Aga Khan University to Start Postgraduate Medical Training

By A CORRESPONDENT
THE EASTAFRICAN

FOLLOWING APPROVAL by the Commission for Higher Education and the Medical Practitioners and Dentists Board in Kenya, the Aga Khan University will commence postgraduate medical education (PGME) at the Aga Khan Hospitals in Nairobi and Dar es Salaam.

Doctors with two years' clinical experience will be invited to apply for places at the university to study medicine, surgery, family medicine and radiology. Other disciplines will be introduced in the following academic year. 

Dr Mushtaq Ahmed, a former chairman of the Department of Surgery at the Aga Khan University Medical College in Karachi, has been appointed the associate dean for medical education in East Africa. He is a general surgeon with a great interest in medical education. He developed highly successful educational programmes for the Department of Surgery in Karachi. 
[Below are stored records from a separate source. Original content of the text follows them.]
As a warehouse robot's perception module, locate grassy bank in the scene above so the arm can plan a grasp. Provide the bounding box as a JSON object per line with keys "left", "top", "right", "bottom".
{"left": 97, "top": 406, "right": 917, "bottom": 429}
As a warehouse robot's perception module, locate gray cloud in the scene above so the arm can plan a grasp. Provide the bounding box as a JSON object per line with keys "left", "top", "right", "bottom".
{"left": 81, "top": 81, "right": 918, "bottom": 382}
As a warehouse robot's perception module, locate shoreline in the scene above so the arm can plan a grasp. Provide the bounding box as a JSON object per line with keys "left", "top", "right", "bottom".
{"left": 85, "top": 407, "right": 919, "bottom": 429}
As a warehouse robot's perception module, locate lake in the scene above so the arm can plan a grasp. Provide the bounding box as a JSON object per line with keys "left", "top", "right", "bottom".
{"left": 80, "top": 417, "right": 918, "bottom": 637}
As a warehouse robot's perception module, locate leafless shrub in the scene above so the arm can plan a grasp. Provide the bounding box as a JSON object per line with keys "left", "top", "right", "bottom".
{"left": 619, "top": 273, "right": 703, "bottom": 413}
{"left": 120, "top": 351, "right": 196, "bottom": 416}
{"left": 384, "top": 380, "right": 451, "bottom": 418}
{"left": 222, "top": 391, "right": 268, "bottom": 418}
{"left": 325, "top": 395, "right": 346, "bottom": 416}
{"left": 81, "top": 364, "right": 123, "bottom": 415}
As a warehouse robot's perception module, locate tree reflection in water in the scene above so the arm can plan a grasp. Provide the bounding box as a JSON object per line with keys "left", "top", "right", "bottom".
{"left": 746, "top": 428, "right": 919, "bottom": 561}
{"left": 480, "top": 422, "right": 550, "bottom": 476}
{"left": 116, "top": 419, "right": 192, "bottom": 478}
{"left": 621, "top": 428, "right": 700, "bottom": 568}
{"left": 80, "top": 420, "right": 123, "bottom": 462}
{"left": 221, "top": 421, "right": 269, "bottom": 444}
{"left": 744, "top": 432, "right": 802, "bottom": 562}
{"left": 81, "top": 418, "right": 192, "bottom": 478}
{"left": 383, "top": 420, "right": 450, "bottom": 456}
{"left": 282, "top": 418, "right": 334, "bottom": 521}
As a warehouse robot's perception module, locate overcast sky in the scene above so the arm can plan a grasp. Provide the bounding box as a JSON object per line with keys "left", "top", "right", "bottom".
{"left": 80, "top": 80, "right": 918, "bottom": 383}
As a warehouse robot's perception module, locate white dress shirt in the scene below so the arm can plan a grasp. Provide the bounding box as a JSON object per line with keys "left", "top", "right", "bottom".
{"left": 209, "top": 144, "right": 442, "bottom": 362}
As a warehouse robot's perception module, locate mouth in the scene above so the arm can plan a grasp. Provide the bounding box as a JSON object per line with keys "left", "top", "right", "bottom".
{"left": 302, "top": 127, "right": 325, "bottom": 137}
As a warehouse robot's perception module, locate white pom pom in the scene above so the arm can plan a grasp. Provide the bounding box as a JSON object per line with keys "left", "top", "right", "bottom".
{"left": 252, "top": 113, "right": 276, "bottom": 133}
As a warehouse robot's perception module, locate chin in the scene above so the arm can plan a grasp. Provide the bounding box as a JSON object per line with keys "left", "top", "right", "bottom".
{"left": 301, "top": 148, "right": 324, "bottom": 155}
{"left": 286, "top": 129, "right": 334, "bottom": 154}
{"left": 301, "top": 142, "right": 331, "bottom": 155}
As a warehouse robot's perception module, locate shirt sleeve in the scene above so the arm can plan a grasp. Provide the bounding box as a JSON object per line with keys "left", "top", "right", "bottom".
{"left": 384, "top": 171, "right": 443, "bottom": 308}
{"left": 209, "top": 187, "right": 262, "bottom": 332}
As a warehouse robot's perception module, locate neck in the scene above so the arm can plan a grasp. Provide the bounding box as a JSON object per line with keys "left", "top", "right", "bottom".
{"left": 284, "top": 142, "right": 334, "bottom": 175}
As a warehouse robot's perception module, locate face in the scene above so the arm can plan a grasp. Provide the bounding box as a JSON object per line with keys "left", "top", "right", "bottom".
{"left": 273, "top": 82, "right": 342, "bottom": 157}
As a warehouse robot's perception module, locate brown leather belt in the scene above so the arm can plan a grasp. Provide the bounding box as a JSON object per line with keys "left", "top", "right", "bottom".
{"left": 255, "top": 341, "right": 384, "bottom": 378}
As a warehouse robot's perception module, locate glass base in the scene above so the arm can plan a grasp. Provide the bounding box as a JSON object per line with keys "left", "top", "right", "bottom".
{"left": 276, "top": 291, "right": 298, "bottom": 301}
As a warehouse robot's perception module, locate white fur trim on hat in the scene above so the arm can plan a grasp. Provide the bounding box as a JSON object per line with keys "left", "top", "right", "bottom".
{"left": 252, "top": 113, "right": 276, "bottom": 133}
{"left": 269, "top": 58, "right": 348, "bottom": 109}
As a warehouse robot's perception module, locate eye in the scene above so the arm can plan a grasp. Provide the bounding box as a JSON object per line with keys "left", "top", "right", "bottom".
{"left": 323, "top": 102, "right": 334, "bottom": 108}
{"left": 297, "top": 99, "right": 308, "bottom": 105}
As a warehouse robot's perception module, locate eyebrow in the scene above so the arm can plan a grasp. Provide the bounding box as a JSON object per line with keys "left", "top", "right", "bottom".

The director of the postgraduate medical education programme is Dr Jeff Rees, professor of radiology at the Aga Khan University. He is a graduate of Edinburgh University Medical School and the postgraduate training programme in Diagnostic Radiology. For the past 10 years, Dr Rees has carried out international work in radiology and postgraduate medical education in countries as far afield as Bermuda, Ethiopia and Pakistan. 

The curriculum and training will provide relevant experience and learning for doctors and surgeons working in Africa. The objective of the university is to develop specialists in various fields of medicine who will make a significant contribution to the improvement of health systems in their own countries.

The postgraduate students at the Aga Khan University will undergo intensive training under close supervision at the Aga Khan Hospitals in Nairobi and Dar es Salaam. 

This will provide them with the necessary knowledge and skills required prior to entering a further two years of work experience mandated by law for registration of specialists. 

After the completion of the four years of presented teaching and examination, the university will confer a Master of Medicine (MMed) degree on the graduates. 

It is expected that they will become specialists in their respective fields of medicine and contribute to the development of health care and health systems in the region.